Before I divulge into what was an incredible experience, it’s probably best to explain what a Banana Blossom is. It is partially in the name: it’s the purple flower that sprouts from the banana plant. It doesn’t have any trace of banana flavour, with a more neutral taste, but is incredibly flaky, hence its use as a fish-replacement. It’s also included in the cuisines of many Asian countries, including Indonesia and the Philippines.
Deep fried food is dangerously delicious, and this Banana Blossom was no exception. The batter was crisp and brittle, giving way to the immensely juicy interior of the blossom. I had doused mine in a squeeze of lemon—it would be a crime not to—so citrus pleasantly punched through the fattiness to provide a more complex mix of flavours. The whole time I was eating I couldn’t quite believe how much it felt like real fish. The flaky layers were uncanny for that of fish, and I kept half expecting to find a bone in each bite.

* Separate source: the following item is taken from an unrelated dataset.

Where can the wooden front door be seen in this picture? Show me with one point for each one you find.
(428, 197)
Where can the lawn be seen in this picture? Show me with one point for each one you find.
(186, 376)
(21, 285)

Overall, authenticity is the word that comes to mind with regard to the whole meal. I might not have been able to have sea, but there was sun and good food and that’s all that really matters.
My only qualm was with the price, heavily inflated because I had my food delivered instead of picking it up (I live just a bit too far from Hackney Central for it to be reasonable). I paid £15 for food and delivery alone (£7.95 for the banana blossom, £3.50 for chips, £0.45 for the sauce and £3.50 for delivery and service), and that’s before I tipped the driver and the restaurant. The prices for collection are a lot more reasonable: £5.50 for banana blossom, £2 for chips, £0.25 for sauces. But then again, I suppose if you really want something sometimes it’s worth paying just that bit extra.
It’s still (just) February, so I can’t imagine this sun will be staying with us long, but if feels good to know I’ve already had a taste of the summer to come.